They say that Donald Justice, who died in August 2004 at the age of seventy-nine, never published a bad poem in his life. Still, his work was not as familiar to readers of poetry as that of Allen Ginsberg, James Merrill, Robert Bly, John Ashbery, Robert Creeley, and several others of his contemporaries, even though he had been honored through the years with the Lamont, the Pulitzer, and the Bollingen prizes and had a following of devoted admirers. One reason for that may be that he was not very prolific. Only four collections of his poetry and some additional poems in two earlier versions of selected poems appeared over a span of more than forty years.

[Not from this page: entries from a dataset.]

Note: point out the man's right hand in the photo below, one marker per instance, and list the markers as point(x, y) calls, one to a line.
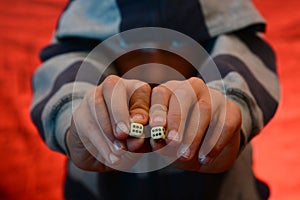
point(99, 133)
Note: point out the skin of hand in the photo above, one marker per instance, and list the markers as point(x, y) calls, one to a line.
point(187, 108)
point(98, 135)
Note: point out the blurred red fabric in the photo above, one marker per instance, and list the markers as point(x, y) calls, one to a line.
point(29, 170)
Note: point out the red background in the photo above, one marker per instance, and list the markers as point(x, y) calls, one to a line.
point(29, 170)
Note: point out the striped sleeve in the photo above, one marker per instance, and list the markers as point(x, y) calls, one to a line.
point(248, 68)
point(58, 90)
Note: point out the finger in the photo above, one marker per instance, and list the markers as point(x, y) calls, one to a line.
point(99, 110)
point(115, 96)
point(158, 112)
point(229, 126)
point(139, 103)
point(195, 132)
point(198, 121)
point(181, 101)
point(159, 105)
point(91, 135)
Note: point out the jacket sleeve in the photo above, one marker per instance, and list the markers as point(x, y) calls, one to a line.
point(60, 84)
point(247, 66)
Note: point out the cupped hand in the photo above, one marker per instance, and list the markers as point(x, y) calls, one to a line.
point(190, 110)
point(98, 138)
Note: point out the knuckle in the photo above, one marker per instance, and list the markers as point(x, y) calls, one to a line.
point(160, 90)
point(110, 81)
point(205, 107)
point(197, 81)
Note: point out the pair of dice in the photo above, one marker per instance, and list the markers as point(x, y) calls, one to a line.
point(158, 132)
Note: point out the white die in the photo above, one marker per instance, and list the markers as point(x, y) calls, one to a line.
point(136, 130)
point(158, 132)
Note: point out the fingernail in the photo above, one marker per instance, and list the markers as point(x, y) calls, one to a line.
point(159, 119)
point(184, 151)
point(173, 135)
point(122, 128)
point(204, 160)
point(118, 146)
point(113, 159)
point(137, 118)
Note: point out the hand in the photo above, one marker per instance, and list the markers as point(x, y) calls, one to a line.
point(189, 110)
point(98, 135)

The publication of Collected Poems comes as a revelation, a book that compels us not only to reassess his stature as a poet, but to mull over the related questions of what it means to be a modern, traditional, and even an original poet. What makes this an issue worth thinking about is that Justice was a most unusual kind of poet. He was both a formalist and a committed modernist at a time when these two aesthetics seemed incompatible. He wrote sestinas and villanelles, but he also liked free verse and surrealism. Despite these ways of writing being poles apart, his poems have been rightly praised for their consistency of style and their quiet virtuosity. I must admit that I did not fully appreciate how much fine poetry he wrote until I read this book.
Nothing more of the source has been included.